Why is the Russian language so hard to master?
Russian is a rather homogeneous language, in dialectal variation, due to the early political centralization under Moscow’s rule, compulsory education, mass migration from rural to urban areas in the 20th century, and other factors. Spoken by 258 million people, it is an official language in Russia, Belarus, Kazakhstan, Kyrgyzstan, and is used widely throughout the Caucasus, Central Asia, and to some extent in the Baltic states. Russian is used not only on 89.8% of .ru sites but also on 88.7% of sites with the former Soviet Union domain .su. People use the Russian language on 5.9% of all websites, slightly ahead of German and far behind English (54.7%). The websites of former Soviet Union nations also use high levels of Russian: 79.0% in Ukraine, 86.9% in Belarus, 84.0% in Kazakhstan, 79.6% in Uzbekistan, 75.9% in Kyrgyzstan and 81.8% in Tajikistan. However, Russian is the sixth-most used language on the top 1,000 sites, behind English, Chinese, French, German, and Japanese.
Widely believed to be one of the most difficult languages to learn, Russian can be pretty tricky if you have no knowledge of any other Slavic languages (e.g. Bulgarian or Czech). This is due to the fact that Russian has a multitude of grammatical norms that are quite complicated, with several exceptions. Furthermore, In the Russian language, you must also distinguish between hard and soft sounds and many students struggle with the pronunciation since the emphasis on words is mostly unexpected and not expressed in writing, and there are numerous homonyms.

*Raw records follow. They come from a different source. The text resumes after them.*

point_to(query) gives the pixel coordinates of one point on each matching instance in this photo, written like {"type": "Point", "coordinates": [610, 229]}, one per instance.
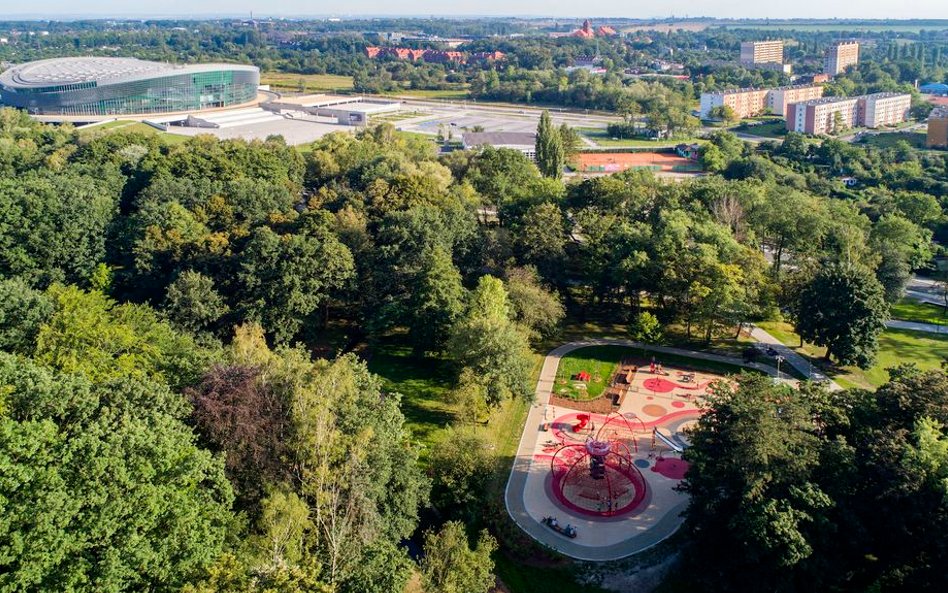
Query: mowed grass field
{"type": "Point", "coordinates": [890, 139]}
{"type": "Point", "coordinates": [306, 83]}
{"type": "Point", "coordinates": [123, 125]}
{"type": "Point", "coordinates": [599, 361]}
{"type": "Point", "coordinates": [909, 310]}
{"type": "Point", "coordinates": [896, 346]}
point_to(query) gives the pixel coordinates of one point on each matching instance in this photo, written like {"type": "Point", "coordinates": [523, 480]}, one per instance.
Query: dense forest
{"type": "Point", "coordinates": [186, 403]}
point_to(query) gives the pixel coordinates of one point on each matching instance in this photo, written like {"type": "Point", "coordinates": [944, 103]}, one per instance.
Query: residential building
{"type": "Point", "coordinates": [761, 52]}
{"type": "Point", "coordinates": [938, 128]}
{"type": "Point", "coordinates": [525, 142]}
{"type": "Point", "coordinates": [752, 102]}
{"type": "Point", "coordinates": [884, 109]}
{"type": "Point", "coordinates": [823, 116]}
{"type": "Point", "coordinates": [840, 56]}
{"type": "Point", "coordinates": [588, 32]}
{"type": "Point", "coordinates": [779, 98]}
{"type": "Point", "coordinates": [744, 102]}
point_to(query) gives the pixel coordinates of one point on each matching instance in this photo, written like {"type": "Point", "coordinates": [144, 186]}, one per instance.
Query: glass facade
{"type": "Point", "coordinates": [163, 93]}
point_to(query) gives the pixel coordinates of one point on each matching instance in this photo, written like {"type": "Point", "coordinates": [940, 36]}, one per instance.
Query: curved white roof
{"type": "Point", "coordinates": [60, 71]}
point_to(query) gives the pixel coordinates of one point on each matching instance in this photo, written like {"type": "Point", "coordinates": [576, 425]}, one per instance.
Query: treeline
{"type": "Point", "coordinates": [166, 423]}
{"type": "Point", "coordinates": [815, 491]}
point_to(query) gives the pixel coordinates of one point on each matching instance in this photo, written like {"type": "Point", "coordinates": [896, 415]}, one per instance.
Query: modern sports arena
{"type": "Point", "coordinates": [124, 86]}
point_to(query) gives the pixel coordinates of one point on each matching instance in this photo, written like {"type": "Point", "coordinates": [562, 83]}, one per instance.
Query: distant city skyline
{"type": "Point", "coordinates": [867, 9]}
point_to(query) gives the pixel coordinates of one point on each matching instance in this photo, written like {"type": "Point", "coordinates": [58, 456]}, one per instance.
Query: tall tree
{"type": "Point", "coordinates": [490, 345]}
{"type": "Point", "coordinates": [450, 565]}
{"type": "Point", "coordinates": [843, 308]}
{"type": "Point", "coordinates": [550, 154]}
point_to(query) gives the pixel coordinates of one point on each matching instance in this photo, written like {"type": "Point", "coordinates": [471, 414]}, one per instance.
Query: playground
{"type": "Point", "coordinates": [601, 483]}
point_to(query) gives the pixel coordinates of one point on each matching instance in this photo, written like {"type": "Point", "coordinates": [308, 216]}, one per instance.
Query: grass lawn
{"type": "Point", "coordinates": [890, 139]}
{"type": "Point", "coordinates": [424, 384]}
{"type": "Point", "coordinates": [601, 137]}
{"type": "Point", "coordinates": [306, 83]}
{"type": "Point", "coordinates": [770, 129]}
{"type": "Point", "coordinates": [521, 578]}
{"type": "Point", "coordinates": [459, 94]}
{"type": "Point", "coordinates": [131, 126]}
{"type": "Point", "coordinates": [599, 361]}
{"type": "Point", "coordinates": [909, 310]}
{"type": "Point", "coordinates": [896, 346]}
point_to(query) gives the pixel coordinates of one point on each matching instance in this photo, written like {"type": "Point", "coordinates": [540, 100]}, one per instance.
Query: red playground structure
{"type": "Point", "coordinates": [598, 477]}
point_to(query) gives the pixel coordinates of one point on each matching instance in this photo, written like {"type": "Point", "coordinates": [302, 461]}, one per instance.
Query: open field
{"type": "Point", "coordinates": [306, 83]}
{"type": "Point", "coordinates": [909, 310]}
{"type": "Point", "coordinates": [130, 126]}
{"type": "Point", "coordinates": [601, 137]}
{"type": "Point", "coordinates": [896, 346]}
{"type": "Point", "coordinates": [890, 139]}
{"type": "Point", "coordinates": [770, 129]}
{"type": "Point", "coordinates": [443, 94]}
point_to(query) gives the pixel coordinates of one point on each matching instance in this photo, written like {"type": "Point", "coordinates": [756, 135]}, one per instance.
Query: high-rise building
{"type": "Point", "coordinates": [938, 128]}
{"type": "Point", "coordinates": [840, 56]}
{"type": "Point", "coordinates": [761, 52]}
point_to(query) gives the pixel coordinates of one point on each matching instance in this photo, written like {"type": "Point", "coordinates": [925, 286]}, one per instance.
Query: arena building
{"type": "Point", "coordinates": [90, 86]}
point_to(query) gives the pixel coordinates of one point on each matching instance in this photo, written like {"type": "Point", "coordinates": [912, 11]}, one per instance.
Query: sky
{"type": "Point", "coordinates": [893, 9]}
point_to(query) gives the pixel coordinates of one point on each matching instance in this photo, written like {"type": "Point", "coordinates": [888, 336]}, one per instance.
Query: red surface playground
{"type": "Point", "coordinates": [613, 476]}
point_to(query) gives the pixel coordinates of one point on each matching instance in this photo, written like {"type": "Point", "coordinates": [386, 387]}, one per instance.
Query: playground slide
{"type": "Point", "coordinates": [583, 421]}
{"type": "Point", "coordinates": [669, 442]}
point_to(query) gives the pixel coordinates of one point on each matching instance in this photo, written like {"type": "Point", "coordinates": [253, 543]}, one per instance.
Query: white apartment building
{"type": "Point", "coordinates": [779, 98]}
{"type": "Point", "coordinates": [840, 56]}
{"type": "Point", "coordinates": [744, 102]}
{"type": "Point", "coordinates": [819, 116]}
{"type": "Point", "coordinates": [751, 102]}
{"type": "Point", "coordinates": [761, 52]}
{"type": "Point", "coordinates": [884, 109]}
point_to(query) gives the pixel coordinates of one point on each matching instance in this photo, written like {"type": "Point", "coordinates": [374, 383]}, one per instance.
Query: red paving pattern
{"type": "Point", "coordinates": [660, 385]}
{"type": "Point", "coordinates": [671, 467]}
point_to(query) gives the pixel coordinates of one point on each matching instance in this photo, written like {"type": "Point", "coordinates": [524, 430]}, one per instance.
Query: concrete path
{"type": "Point", "coordinates": [514, 493]}
{"type": "Point", "coordinates": [802, 365]}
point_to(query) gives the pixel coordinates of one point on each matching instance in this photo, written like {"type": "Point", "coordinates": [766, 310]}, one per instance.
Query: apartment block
{"type": "Point", "coordinates": [751, 102]}
{"type": "Point", "coordinates": [744, 102]}
{"type": "Point", "coordinates": [761, 52]}
{"type": "Point", "coordinates": [884, 109]}
{"type": "Point", "coordinates": [826, 115]}
{"type": "Point", "coordinates": [823, 116]}
{"type": "Point", "coordinates": [779, 98]}
{"type": "Point", "coordinates": [938, 128]}
{"type": "Point", "coordinates": [840, 56]}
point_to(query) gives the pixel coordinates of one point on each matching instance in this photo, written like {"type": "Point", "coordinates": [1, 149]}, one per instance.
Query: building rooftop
{"type": "Point", "coordinates": [828, 100]}
{"type": "Point", "coordinates": [64, 71]}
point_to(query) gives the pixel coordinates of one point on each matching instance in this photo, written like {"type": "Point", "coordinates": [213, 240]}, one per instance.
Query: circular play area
{"type": "Point", "coordinates": [600, 486]}
{"type": "Point", "coordinates": [599, 477]}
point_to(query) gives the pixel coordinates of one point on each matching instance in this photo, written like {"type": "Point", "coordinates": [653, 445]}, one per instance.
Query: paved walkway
{"type": "Point", "coordinates": [802, 365]}
{"type": "Point", "coordinates": [516, 483]}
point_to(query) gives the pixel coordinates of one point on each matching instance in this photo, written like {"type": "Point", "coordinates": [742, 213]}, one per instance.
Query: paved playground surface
{"type": "Point", "coordinates": [625, 521]}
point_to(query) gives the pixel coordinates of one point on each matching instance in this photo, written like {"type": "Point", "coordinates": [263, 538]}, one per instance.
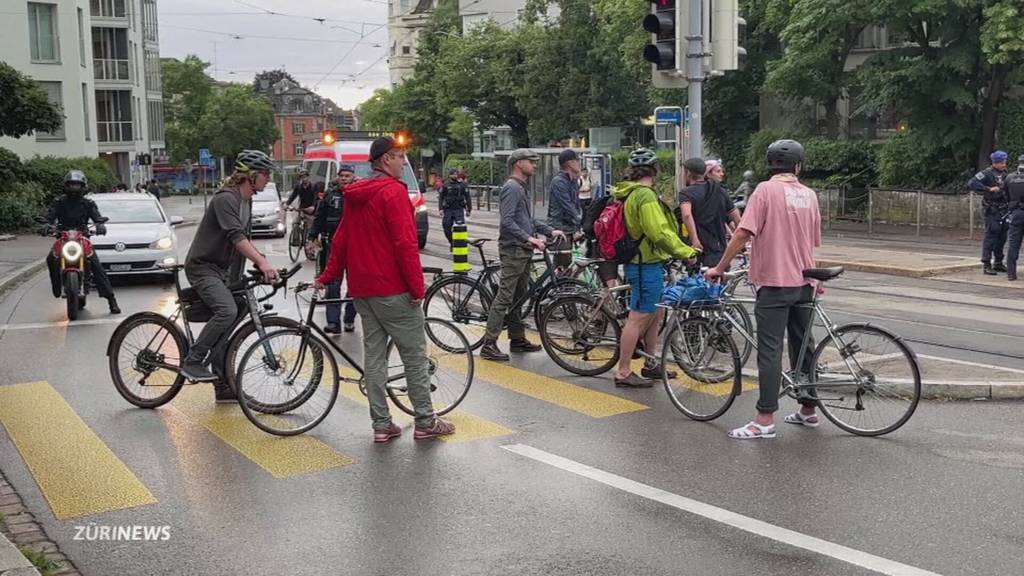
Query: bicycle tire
{"type": "Point", "coordinates": [568, 304]}
{"type": "Point", "coordinates": [117, 343]}
{"type": "Point", "coordinates": [900, 388]}
{"type": "Point", "coordinates": [439, 302]}
{"type": "Point", "coordinates": [454, 395]}
{"type": "Point", "coordinates": [702, 339]}
{"type": "Point", "coordinates": [317, 353]}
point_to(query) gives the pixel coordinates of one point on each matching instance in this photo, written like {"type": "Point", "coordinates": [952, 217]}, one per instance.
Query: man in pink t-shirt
{"type": "Point", "coordinates": [783, 223]}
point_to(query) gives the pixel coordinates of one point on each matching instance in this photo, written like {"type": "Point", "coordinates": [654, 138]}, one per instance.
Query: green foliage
{"type": "Point", "coordinates": [25, 108]}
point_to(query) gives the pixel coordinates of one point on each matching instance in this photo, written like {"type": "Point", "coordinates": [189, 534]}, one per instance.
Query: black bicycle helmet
{"type": "Point", "coordinates": [643, 157]}
{"type": "Point", "coordinates": [253, 160]}
{"type": "Point", "coordinates": [784, 155]}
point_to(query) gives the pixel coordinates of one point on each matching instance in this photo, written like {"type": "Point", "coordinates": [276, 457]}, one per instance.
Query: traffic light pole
{"type": "Point", "coordinates": [694, 55]}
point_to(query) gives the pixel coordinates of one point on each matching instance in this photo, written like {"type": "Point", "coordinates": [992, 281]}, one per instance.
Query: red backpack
{"type": "Point", "coordinates": [613, 241]}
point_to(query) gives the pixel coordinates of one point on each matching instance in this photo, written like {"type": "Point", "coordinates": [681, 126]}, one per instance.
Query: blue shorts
{"type": "Point", "coordinates": [646, 286]}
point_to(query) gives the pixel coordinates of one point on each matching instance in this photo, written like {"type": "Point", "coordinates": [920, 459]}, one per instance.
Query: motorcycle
{"type": "Point", "coordinates": [72, 250]}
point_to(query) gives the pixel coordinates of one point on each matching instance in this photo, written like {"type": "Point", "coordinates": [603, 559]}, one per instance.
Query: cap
{"type": "Point", "coordinates": [695, 165]}
{"type": "Point", "coordinates": [381, 147]}
{"type": "Point", "coordinates": [566, 155]}
{"type": "Point", "coordinates": [522, 154]}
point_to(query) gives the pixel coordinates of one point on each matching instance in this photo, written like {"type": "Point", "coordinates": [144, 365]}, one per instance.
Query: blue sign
{"type": "Point", "coordinates": [670, 116]}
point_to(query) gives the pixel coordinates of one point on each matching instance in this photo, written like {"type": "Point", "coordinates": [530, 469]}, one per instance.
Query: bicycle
{"type": "Point", "coordinates": [466, 299]}
{"type": "Point", "coordinates": [296, 366]}
{"type": "Point", "coordinates": [146, 348]}
{"type": "Point", "coordinates": [843, 375]}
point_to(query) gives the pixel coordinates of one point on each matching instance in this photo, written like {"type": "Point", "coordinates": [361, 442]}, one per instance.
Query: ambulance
{"type": "Point", "coordinates": [323, 158]}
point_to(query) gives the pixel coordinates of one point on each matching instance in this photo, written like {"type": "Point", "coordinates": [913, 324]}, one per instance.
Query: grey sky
{"type": "Point", "coordinates": [351, 41]}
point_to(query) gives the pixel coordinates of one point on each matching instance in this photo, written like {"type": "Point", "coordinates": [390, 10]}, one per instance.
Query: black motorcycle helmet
{"type": "Point", "coordinates": [784, 156]}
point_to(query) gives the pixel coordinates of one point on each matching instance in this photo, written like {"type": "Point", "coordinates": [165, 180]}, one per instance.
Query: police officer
{"type": "Point", "coordinates": [1014, 186]}
{"type": "Point", "coordinates": [73, 211]}
{"type": "Point", "coordinates": [989, 182]}
{"type": "Point", "coordinates": [455, 202]}
{"type": "Point", "coordinates": [326, 221]}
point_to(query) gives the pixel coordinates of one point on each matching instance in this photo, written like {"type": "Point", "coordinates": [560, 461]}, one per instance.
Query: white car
{"type": "Point", "coordinates": [139, 235]}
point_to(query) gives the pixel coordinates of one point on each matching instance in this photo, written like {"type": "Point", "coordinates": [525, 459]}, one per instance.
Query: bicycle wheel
{"type": "Point", "coordinates": [463, 301]}
{"type": "Point", "coordinates": [704, 352]}
{"type": "Point", "coordinates": [141, 352]}
{"type": "Point", "coordinates": [450, 369]}
{"type": "Point", "coordinates": [579, 336]}
{"type": "Point", "coordinates": [866, 380]}
{"type": "Point", "coordinates": [298, 366]}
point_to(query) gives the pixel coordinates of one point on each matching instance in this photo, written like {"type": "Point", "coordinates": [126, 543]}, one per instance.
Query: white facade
{"type": "Point", "coordinates": [103, 55]}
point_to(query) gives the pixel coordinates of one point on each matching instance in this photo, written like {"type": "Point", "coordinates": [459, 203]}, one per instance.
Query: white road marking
{"type": "Point", "coordinates": [722, 516]}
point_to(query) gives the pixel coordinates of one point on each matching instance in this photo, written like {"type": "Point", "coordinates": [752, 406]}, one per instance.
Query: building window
{"type": "Point", "coordinates": [53, 93]}
{"type": "Point", "coordinates": [108, 8]}
{"type": "Point", "coordinates": [43, 34]}
{"type": "Point", "coordinates": [85, 111]}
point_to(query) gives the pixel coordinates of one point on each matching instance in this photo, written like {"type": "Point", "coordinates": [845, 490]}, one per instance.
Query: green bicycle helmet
{"type": "Point", "coordinates": [253, 160]}
{"type": "Point", "coordinates": [643, 157]}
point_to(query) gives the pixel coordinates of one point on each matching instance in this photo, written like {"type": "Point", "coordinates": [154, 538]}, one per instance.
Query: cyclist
{"type": "Point", "coordinates": [215, 259]}
{"type": "Point", "coordinates": [651, 221]}
{"type": "Point", "coordinates": [73, 211]}
{"type": "Point", "coordinates": [376, 246]}
{"type": "Point", "coordinates": [783, 221]}
{"type": "Point", "coordinates": [306, 193]}
{"type": "Point", "coordinates": [326, 220]}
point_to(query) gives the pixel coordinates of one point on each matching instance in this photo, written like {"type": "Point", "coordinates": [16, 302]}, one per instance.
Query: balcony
{"type": "Point", "coordinates": [110, 70]}
{"type": "Point", "coordinates": [115, 132]}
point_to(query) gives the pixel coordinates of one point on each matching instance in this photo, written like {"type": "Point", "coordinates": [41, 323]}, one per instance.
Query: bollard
{"type": "Point", "coordinates": [460, 248]}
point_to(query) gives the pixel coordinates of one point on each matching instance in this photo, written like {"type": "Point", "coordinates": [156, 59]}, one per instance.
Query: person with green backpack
{"type": "Point", "coordinates": [638, 230]}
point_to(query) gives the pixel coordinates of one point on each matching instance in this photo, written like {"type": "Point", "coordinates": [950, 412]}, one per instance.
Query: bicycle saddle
{"type": "Point", "coordinates": [823, 274]}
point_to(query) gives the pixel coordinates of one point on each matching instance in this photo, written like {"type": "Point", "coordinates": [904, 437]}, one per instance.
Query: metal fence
{"type": "Point", "coordinates": [900, 209]}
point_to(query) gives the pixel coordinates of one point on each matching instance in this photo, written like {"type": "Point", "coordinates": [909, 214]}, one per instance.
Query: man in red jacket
{"type": "Point", "coordinates": [376, 245]}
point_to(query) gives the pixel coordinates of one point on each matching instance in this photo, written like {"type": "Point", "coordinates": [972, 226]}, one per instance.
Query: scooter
{"type": "Point", "coordinates": [72, 249]}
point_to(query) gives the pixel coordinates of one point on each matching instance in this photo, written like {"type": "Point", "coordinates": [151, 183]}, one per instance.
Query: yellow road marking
{"type": "Point", "coordinates": [283, 457]}
{"type": "Point", "coordinates": [467, 426]}
{"type": "Point", "coordinates": [77, 472]}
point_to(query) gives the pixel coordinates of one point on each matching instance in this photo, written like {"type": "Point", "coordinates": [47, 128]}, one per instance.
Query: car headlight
{"type": "Point", "coordinates": [71, 251]}
{"type": "Point", "coordinates": [163, 244]}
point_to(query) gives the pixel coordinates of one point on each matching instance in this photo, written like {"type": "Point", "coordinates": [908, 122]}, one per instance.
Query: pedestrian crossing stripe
{"type": "Point", "coordinates": [76, 471]}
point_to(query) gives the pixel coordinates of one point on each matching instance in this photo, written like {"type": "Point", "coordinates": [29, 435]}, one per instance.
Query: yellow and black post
{"type": "Point", "coordinates": [460, 248]}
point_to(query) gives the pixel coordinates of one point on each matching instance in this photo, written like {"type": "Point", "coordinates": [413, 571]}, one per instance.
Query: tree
{"type": "Point", "coordinates": [25, 107]}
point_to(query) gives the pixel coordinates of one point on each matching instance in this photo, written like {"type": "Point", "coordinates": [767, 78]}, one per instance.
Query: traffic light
{"type": "Point", "coordinates": [667, 24]}
{"type": "Point", "coordinates": [726, 31]}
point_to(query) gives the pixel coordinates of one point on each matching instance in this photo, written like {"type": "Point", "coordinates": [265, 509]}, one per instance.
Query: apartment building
{"type": "Point", "coordinates": [99, 63]}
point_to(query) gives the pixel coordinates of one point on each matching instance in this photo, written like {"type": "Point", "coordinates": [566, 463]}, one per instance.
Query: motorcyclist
{"type": "Point", "coordinates": [73, 211]}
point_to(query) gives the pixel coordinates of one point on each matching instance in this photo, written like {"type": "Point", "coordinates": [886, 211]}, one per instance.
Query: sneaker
{"type": "Point", "coordinates": [436, 428]}
{"type": "Point", "coordinates": [387, 435]}
{"type": "Point", "coordinates": [522, 344]}
{"type": "Point", "coordinates": [197, 372]}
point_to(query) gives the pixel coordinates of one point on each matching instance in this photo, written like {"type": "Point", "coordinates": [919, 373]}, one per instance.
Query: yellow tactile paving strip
{"type": "Point", "coordinates": [283, 457]}
{"type": "Point", "coordinates": [76, 471]}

Let us go through the reasons why Russian is regarded as a difficult language to learn in-depth:
- Pronunciation – Russian alphabets can end up frustrating a learner because they are made up of, letters that look like Latin alphabets with the same sounds, characters with recognisable forms but unfamiliar sounds, and then letters with no English equivalent at all. In simpler terms, the first challenge for a prospective Russian speaker is to learn to distinguish between these characters and not confuse them with their Latin alphabet equivalents. Russian is (for the most part) a phonetic language, and reading is pretty straightforward after you figure out the sounds of the letters. Listening to native speakers and copying them is the best way to improve your reading and speaking skills.
- Verbs– It is worth comparing English to Russian to give an idea of what I wish to convey. English is a pretty straightforward language with a regular infinitive, and an unmodified form of a verb that corresponds “to the verb”. Verb conjugation in English is simple; we say “I run,” “we run,” “they run,” but also “he runs.” However, verbs in Russian, get modified towards the end to fit one of six alternative pronouns. The Russian system is more intricate and detailed, but it follows the same fundamental principle: the ending of a verb always changes to “fit” the verb’s subject.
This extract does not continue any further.